EUROPE: Following three years of negotiations the European Parliament and EU Council reached a provisional agreement on October 1 for changes to EU rail passenger rights legislation. However, customer groups immediately raised concerns about limitations in the scope of the recast.
Announcing the agreement, European Commissioner for Mobility & Transport Adina Vălean said the new regulation ‘means better protection for our European passengers in case of delays, cancellations, missed connections or discrimination. It also means more trust in the rail companies. I particularly welcome the progress to better respond to the needs of people with disabilities or reduced mobility and the legal clarity we achieved, both for consumers and companies.’

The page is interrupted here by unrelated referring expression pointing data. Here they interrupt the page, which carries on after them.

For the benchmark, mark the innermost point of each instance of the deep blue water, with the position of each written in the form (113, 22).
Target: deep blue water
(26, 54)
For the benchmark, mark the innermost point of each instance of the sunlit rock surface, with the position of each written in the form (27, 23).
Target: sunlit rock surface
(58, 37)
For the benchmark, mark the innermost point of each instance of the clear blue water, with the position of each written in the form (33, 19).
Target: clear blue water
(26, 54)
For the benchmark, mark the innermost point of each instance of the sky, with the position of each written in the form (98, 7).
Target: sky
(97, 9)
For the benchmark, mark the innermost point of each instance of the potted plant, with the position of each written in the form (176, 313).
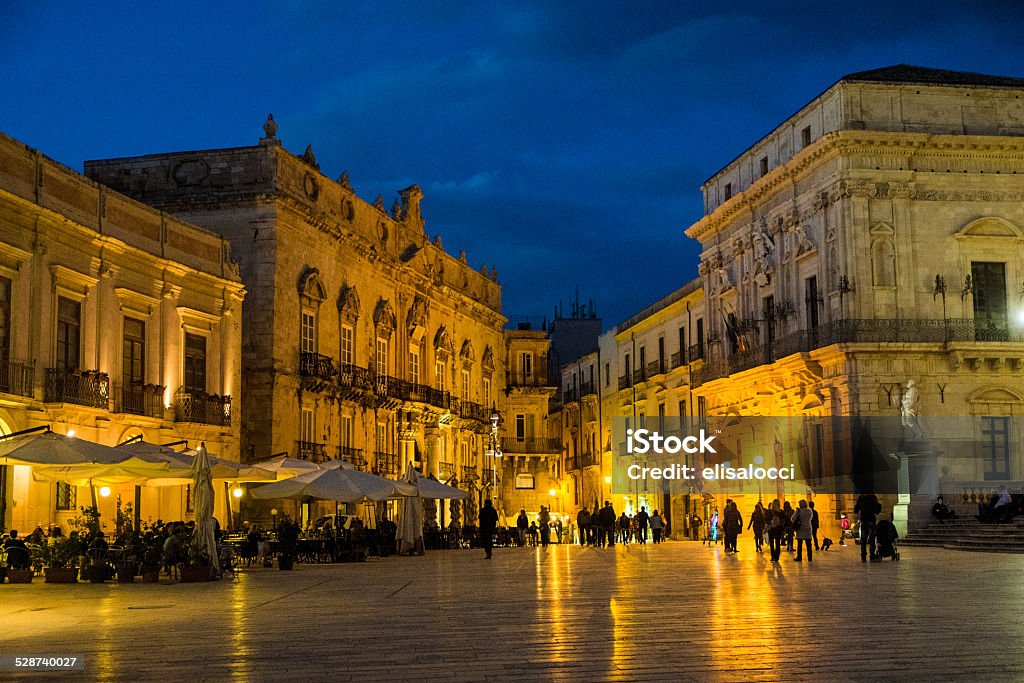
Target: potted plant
(60, 557)
(151, 555)
(288, 543)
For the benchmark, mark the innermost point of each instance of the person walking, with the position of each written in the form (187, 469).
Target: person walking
(624, 528)
(656, 526)
(521, 524)
(775, 525)
(787, 518)
(802, 526)
(732, 524)
(868, 508)
(583, 524)
(815, 523)
(488, 522)
(544, 519)
(758, 524)
(643, 521)
(607, 521)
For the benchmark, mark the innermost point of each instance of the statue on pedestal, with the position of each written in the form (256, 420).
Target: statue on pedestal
(908, 411)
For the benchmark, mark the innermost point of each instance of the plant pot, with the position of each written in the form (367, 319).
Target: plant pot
(60, 574)
(19, 575)
(195, 574)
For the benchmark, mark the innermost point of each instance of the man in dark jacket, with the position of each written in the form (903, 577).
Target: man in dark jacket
(583, 524)
(488, 522)
(868, 508)
(607, 521)
(643, 521)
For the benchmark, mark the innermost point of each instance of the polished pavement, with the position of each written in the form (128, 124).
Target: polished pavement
(676, 611)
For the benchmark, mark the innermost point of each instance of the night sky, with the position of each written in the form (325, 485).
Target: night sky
(563, 141)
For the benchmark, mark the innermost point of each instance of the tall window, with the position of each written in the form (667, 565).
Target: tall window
(195, 380)
(307, 332)
(307, 425)
(69, 333)
(414, 365)
(811, 297)
(346, 345)
(4, 318)
(381, 356)
(439, 375)
(134, 352)
(995, 446)
(526, 365)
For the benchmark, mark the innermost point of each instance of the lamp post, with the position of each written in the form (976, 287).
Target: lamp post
(495, 450)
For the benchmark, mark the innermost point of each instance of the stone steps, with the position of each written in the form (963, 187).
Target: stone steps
(970, 535)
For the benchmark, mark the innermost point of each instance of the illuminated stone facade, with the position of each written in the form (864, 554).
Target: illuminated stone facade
(361, 338)
(818, 290)
(116, 321)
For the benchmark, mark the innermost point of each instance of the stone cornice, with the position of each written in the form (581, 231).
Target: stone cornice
(849, 143)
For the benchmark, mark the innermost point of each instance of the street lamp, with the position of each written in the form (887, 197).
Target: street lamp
(495, 450)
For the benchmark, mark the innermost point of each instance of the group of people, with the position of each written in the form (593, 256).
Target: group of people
(528, 531)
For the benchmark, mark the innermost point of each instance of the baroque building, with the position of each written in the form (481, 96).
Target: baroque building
(363, 339)
(116, 321)
(872, 239)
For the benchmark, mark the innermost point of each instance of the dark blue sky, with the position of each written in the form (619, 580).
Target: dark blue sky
(564, 141)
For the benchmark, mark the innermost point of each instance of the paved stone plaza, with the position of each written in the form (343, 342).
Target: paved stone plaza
(677, 611)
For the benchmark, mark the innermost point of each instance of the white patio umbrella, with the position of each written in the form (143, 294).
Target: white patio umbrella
(49, 449)
(410, 532)
(204, 539)
(337, 483)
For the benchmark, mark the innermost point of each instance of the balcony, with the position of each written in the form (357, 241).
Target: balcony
(82, 388)
(386, 464)
(530, 444)
(202, 408)
(144, 399)
(16, 378)
(353, 456)
(877, 331)
(316, 367)
(311, 451)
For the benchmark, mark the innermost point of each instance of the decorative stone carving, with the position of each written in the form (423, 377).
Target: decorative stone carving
(417, 314)
(384, 318)
(270, 128)
(348, 303)
(309, 158)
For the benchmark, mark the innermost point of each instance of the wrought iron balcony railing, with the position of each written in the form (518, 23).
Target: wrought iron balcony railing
(144, 399)
(386, 464)
(353, 456)
(316, 366)
(311, 451)
(860, 331)
(536, 444)
(82, 388)
(202, 408)
(16, 378)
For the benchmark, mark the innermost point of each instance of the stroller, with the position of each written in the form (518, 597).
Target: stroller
(886, 537)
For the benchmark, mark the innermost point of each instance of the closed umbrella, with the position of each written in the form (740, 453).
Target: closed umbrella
(204, 540)
(337, 483)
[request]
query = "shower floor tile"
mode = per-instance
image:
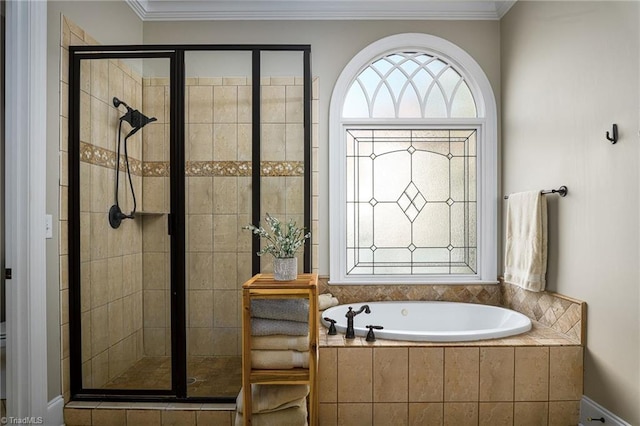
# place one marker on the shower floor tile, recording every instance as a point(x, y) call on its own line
point(207, 376)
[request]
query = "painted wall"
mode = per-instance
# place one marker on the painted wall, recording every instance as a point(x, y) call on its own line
point(333, 44)
point(570, 70)
point(110, 22)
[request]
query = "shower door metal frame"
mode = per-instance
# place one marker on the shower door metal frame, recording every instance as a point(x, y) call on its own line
point(176, 216)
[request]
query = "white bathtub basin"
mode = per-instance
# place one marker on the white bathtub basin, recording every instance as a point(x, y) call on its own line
point(431, 321)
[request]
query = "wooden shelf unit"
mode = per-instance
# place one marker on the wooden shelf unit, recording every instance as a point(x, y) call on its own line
point(263, 286)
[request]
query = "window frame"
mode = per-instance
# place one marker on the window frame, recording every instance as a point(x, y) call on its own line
point(485, 123)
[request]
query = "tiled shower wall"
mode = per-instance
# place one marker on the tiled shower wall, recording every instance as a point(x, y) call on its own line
point(131, 272)
point(111, 260)
point(218, 171)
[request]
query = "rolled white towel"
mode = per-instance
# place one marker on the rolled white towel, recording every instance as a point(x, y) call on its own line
point(294, 416)
point(268, 398)
point(280, 342)
point(266, 360)
point(326, 301)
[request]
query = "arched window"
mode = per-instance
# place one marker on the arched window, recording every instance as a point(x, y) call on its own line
point(413, 166)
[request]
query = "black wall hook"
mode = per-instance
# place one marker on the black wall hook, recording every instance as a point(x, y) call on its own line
point(614, 138)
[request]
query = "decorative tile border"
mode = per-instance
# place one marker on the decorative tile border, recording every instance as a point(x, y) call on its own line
point(97, 156)
point(561, 313)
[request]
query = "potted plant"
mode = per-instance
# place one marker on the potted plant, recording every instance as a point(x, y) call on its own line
point(282, 242)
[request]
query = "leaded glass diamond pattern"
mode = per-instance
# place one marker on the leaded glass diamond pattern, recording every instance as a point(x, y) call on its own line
point(411, 201)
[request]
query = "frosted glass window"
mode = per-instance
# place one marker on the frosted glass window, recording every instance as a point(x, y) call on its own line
point(411, 202)
point(412, 166)
point(409, 85)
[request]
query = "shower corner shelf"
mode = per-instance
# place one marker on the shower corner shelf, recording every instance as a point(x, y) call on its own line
point(263, 286)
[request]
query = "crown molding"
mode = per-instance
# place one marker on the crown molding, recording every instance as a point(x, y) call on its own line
point(175, 10)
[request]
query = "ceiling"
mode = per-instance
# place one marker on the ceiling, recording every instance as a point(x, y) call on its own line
point(211, 10)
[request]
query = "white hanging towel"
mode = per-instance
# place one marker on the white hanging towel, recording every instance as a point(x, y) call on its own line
point(525, 260)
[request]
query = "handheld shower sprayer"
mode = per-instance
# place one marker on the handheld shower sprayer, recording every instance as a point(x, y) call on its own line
point(137, 121)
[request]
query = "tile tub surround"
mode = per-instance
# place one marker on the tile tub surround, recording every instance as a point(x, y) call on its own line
point(561, 313)
point(532, 379)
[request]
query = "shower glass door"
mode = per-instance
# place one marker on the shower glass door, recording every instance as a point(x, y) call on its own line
point(218, 153)
point(123, 200)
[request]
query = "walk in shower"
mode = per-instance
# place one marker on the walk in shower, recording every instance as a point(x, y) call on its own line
point(171, 151)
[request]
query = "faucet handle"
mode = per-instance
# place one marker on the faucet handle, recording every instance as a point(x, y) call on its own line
point(332, 326)
point(370, 336)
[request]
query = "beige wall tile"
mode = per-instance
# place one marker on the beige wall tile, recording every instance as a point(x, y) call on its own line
point(426, 374)
point(294, 136)
point(244, 104)
point(100, 369)
point(273, 142)
point(225, 195)
point(294, 106)
point(355, 381)
point(426, 413)
point(214, 418)
point(496, 374)
point(564, 412)
point(531, 374)
point(225, 104)
point(225, 231)
point(200, 145)
point(99, 329)
point(100, 79)
point(390, 374)
point(273, 104)
point(153, 142)
point(273, 195)
point(328, 375)
point(99, 236)
point(200, 271)
point(154, 342)
point(495, 414)
point(200, 195)
point(153, 194)
point(530, 413)
point(460, 413)
point(226, 342)
point(153, 271)
point(225, 308)
point(225, 274)
point(116, 322)
point(178, 418)
point(200, 341)
point(200, 309)
point(565, 373)
point(143, 417)
point(200, 229)
point(328, 414)
point(225, 142)
point(396, 414)
point(155, 233)
point(200, 104)
point(461, 374)
point(355, 414)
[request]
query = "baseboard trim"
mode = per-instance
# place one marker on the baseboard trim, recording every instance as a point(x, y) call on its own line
point(590, 409)
point(55, 411)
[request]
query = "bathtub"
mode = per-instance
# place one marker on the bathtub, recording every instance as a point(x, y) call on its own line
point(431, 321)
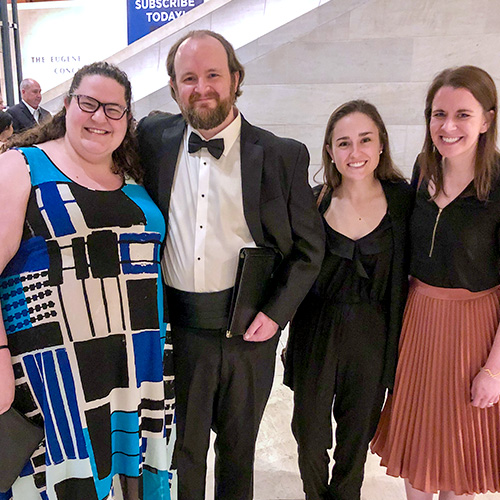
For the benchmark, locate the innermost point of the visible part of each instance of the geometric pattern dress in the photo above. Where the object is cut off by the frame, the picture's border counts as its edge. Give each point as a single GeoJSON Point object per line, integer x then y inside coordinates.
{"type": "Point", "coordinates": [82, 305]}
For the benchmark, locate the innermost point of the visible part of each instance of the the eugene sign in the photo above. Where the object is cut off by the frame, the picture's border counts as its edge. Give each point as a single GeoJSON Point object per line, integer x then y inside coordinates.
{"type": "Point", "coordinates": [144, 16]}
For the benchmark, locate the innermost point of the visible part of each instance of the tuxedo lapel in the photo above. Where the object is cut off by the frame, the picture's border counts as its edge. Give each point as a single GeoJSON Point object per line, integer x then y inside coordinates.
{"type": "Point", "coordinates": [252, 162]}
{"type": "Point", "coordinates": [167, 160]}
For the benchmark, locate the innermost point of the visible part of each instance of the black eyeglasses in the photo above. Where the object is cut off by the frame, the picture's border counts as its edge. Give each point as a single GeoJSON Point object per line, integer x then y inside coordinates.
{"type": "Point", "coordinates": [90, 105]}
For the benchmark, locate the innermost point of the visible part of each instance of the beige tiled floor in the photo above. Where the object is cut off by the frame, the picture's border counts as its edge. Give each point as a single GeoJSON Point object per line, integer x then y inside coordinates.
{"type": "Point", "coordinates": [276, 471]}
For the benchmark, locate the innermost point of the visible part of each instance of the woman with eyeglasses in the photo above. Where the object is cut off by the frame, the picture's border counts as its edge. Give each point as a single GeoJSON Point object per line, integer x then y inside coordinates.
{"type": "Point", "coordinates": [82, 338]}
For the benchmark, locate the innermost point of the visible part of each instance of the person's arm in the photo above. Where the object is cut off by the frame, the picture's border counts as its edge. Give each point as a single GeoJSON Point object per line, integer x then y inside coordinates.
{"type": "Point", "coordinates": [15, 188]}
{"type": "Point", "coordinates": [485, 390]}
{"type": "Point", "coordinates": [301, 266]}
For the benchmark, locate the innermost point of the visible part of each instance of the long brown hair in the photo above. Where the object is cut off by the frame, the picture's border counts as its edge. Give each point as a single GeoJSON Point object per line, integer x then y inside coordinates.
{"type": "Point", "coordinates": [480, 84]}
{"type": "Point", "coordinates": [125, 157]}
{"type": "Point", "coordinates": [385, 169]}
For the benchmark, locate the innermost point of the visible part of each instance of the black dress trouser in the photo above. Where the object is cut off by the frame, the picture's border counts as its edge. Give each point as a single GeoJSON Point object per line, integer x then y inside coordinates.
{"type": "Point", "coordinates": [221, 384]}
{"type": "Point", "coordinates": [343, 373]}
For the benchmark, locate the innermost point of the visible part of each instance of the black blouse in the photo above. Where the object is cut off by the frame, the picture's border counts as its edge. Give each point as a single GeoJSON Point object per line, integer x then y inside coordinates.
{"type": "Point", "coordinates": [356, 271]}
{"type": "Point", "coordinates": [457, 246]}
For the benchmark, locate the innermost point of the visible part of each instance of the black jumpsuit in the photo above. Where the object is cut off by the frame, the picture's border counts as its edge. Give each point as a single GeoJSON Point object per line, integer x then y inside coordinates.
{"type": "Point", "coordinates": [339, 340]}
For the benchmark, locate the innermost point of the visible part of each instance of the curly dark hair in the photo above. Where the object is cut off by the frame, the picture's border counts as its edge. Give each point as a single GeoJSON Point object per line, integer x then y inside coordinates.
{"type": "Point", "coordinates": [125, 157]}
{"type": "Point", "coordinates": [385, 169]}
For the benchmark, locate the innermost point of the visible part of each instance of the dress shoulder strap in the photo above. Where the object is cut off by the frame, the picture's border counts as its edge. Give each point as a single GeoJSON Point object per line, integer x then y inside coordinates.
{"type": "Point", "coordinates": [41, 167]}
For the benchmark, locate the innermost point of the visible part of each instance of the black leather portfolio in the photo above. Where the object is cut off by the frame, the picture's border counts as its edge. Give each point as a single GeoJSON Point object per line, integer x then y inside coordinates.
{"type": "Point", "coordinates": [253, 277]}
{"type": "Point", "coordinates": [19, 438]}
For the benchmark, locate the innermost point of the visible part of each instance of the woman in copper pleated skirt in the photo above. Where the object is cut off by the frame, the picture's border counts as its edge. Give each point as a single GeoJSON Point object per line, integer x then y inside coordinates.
{"type": "Point", "coordinates": [440, 430]}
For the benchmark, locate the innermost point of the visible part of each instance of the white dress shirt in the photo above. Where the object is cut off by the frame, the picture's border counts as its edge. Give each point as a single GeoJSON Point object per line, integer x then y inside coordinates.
{"type": "Point", "coordinates": [206, 223]}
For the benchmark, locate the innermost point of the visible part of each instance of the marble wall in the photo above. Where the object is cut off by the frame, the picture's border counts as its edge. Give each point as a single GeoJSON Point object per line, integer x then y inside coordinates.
{"type": "Point", "coordinates": [384, 51]}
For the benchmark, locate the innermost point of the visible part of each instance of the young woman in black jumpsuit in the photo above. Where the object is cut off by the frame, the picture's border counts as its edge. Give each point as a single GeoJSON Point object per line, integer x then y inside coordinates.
{"type": "Point", "coordinates": [441, 429]}
{"type": "Point", "coordinates": [343, 340]}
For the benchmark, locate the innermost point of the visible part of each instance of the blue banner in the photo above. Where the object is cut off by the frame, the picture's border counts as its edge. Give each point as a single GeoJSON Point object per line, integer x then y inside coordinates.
{"type": "Point", "coordinates": [144, 16]}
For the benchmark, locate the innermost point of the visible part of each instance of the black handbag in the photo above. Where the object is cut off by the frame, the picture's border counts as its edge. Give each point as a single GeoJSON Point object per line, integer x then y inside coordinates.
{"type": "Point", "coordinates": [19, 438]}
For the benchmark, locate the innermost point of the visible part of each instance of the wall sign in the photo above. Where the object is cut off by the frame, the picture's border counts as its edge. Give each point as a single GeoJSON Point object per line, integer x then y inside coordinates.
{"type": "Point", "coordinates": [144, 16]}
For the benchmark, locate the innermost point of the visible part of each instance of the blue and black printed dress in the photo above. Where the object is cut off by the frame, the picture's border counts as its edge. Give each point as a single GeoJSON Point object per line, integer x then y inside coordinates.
{"type": "Point", "coordinates": [83, 310]}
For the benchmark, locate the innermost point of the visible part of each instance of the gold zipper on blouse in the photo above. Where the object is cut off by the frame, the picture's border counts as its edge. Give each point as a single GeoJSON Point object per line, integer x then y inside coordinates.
{"type": "Point", "coordinates": [434, 231]}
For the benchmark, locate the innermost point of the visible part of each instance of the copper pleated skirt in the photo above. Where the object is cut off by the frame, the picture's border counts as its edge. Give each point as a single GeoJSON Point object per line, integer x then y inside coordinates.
{"type": "Point", "coordinates": [429, 432]}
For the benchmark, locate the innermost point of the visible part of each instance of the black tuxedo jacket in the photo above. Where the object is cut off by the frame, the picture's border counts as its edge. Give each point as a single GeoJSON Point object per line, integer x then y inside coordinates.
{"type": "Point", "coordinates": [22, 119]}
{"type": "Point", "coordinates": [278, 203]}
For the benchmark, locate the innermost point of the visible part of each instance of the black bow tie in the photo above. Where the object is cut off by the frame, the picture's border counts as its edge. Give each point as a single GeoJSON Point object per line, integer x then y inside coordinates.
{"type": "Point", "coordinates": [215, 146]}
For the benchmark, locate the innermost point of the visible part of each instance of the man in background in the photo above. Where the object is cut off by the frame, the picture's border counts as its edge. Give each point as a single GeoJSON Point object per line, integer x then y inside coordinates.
{"type": "Point", "coordinates": [28, 112]}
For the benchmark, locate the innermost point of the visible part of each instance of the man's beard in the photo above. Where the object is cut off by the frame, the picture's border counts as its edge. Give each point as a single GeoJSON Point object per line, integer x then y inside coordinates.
{"type": "Point", "coordinates": [207, 118]}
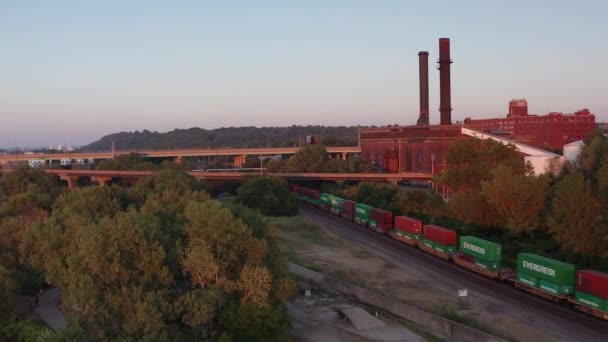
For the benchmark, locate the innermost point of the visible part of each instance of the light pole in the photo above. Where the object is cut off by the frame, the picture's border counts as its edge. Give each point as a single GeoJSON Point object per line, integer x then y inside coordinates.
{"type": "Point", "coordinates": [432, 170]}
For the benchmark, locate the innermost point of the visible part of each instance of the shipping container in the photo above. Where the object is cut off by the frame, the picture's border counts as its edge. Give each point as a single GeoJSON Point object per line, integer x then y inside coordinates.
{"type": "Point", "coordinates": [408, 225]}
{"type": "Point", "coordinates": [336, 205]}
{"type": "Point", "coordinates": [443, 236]}
{"type": "Point", "coordinates": [467, 258]}
{"type": "Point", "coordinates": [428, 243]}
{"type": "Point", "coordinates": [408, 235]}
{"type": "Point", "coordinates": [348, 209]}
{"type": "Point", "coordinates": [589, 300]}
{"type": "Point", "coordinates": [554, 271]}
{"type": "Point", "coordinates": [592, 282]}
{"type": "Point", "coordinates": [362, 212]}
{"type": "Point", "coordinates": [325, 201]}
{"type": "Point", "coordinates": [491, 265]}
{"type": "Point", "coordinates": [480, 249]}
{"type": "Point", "coordinates": [527, 279]}
{"type": "Point", "coordinates": [555, 289]}
{"type": "Point", "coordinates": [444, 249]}
{"type": "Point", "coordinates": [380, 220]}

However Monique Goyens, Director General of the European customer rights association BEUC – which represents 44 consumer organisations from 32 countries – described the compromise as ‘a real missed opportunity to promote trains among consumers by giving passengers strong and enforceable rights, applicable to all types of rail services across the EU.’
The text of the proposed agreement will be only published once the Council formally adopts its first reading position.
According to the Commission, the changes are intended to clarify rules on enforcement and complaint handling, provide better access to information, and improve the rights of passengers with reduced mobility. The scope of the statutory passenger rights would also be expanded to cover regional trains, as well as the existing long-distance services.
If delays of over 100 min occur, the operator would be obliged to reroute passengers and assist them to find the best alternatives for completing their journey.
Operators would be obliged to provide through ticketing covering all legs of journeys on routes operated by themselves or their wholly-owned subsidiaries, removing the current situation where they can sell tickets as separate legs to bypass compensation, re-routing and assistance obligations.
Passengers with reduced mobility would only be required to notify the operator of their plans 24 h in advance on order to obtain assistance, a reduction from the current 48 h.
All trains would have to be equipped with dedicated bicycle facilities.
A significant change in the recast proposals is that a force majeure exemption would be introduced, bringing rail into line with other modes of transport.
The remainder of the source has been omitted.